🤖 AI Summary
This paper addresses the problem of inflated performance in large language models (LLMs) for natural language-to-SPARQL generation, arising from training data memorization or knowledge graph (KG) leakage during evaluation. To mitigate this, we propose a controlled evaluation framework that introduces anonymized knowledge injection—a novel technique enabling systematic separation of the model’s intrinsic knowledge from external KG-derived information under zero-shot settings, while ensuring portability across arbitrary KGs. Our contributions are threefold: (1) revealing the true generalization capability of LLMs in KG-aware question answering (KGQA) for SPARQL generation; (2) establishing a reproducible ablation paradigm to rigorously distinguish performance gains attributable to methodological advances versus spurious improvements from training data leakage; and (3) substantially enhancing the robustness and reliability of evaluation outcomes, thereby providing both theoretical foundations and practical tools for trustworthy deployment of KGQA systems.
📝 Abstract
Nowadays, the importance of software with natural-language user interfaces cannot be underestimated.
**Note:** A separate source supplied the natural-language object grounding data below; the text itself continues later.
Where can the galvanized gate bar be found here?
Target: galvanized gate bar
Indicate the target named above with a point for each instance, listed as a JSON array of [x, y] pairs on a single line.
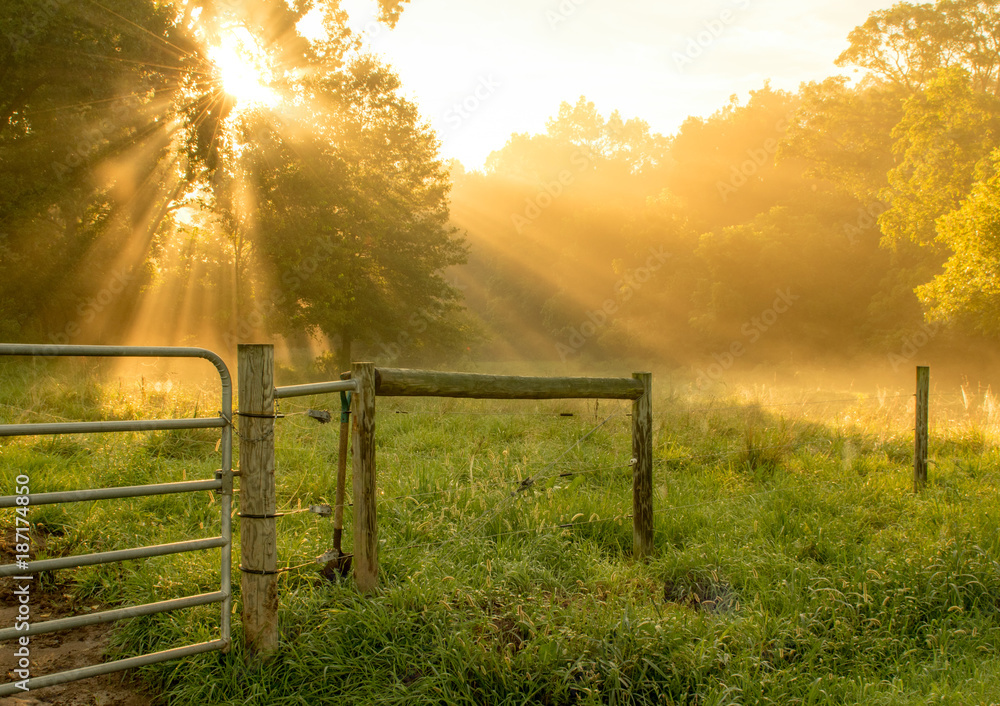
[[108, 616], [124, 425], [109, 667], [72, 562], [222, 483], [126, 491], [316, 388]]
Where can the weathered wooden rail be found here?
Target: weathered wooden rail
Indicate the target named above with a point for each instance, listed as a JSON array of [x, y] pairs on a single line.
[[257, 488]]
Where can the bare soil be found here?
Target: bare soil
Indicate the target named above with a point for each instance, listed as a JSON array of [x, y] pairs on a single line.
[[59, 651]]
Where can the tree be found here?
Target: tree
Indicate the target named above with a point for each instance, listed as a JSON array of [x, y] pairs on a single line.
[[945, 133], [967, 291], [907, 44], [352, 216]]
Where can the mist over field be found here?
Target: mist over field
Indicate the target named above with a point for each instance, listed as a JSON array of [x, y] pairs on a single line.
[[260, 177]]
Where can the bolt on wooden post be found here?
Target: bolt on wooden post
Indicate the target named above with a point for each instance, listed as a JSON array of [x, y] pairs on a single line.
[[922, 433], [258, 533], [642, 468], [363, 471]]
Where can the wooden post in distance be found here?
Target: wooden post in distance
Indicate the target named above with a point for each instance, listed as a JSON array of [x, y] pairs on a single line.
[[922, 433], [642, 468]]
In particular, in Question Answering (QA) systems, generating a SPARQL query for a given natural-language question (often named Query Building) from the information retrieved from the same question is the central task of QA systems working over Knowledge Graphs (KGQA). Due to the rise of Large Language Models (LLMs), they are considered a well-suited method to increase the quality of the question-answering functionality, as there is still a lot of room for improvement, aiming for enhanced quality and trustworthiness. However, LLMs are trained on web data, where researchers have no control over whether the benchmark or the knowledge graph was already included in the training data. In this paper, we introduce a novel method that evaluates the quality of LLMs by generating a SPARQL query from a natural-language question under various conditions: (1) zero-shot SPARQL generation, (2) with knowledge injection, and (3) with "anonymized" knowledge injection. This enables us, for the first time, to estimate the influence of the training data on the QA quality improved by LLMs. Ultimately, this will help to identify how portable a method is or whether good results might mostly be achieved because a benchmark was already included in the training data (cf. LLM memorization). The developed method is portable, robust, and supports any knowledge graph; therefore, it could be easily applied to any KGQA or LLM, s.t., generating consistent insights into the actual LLM capabilities is possible.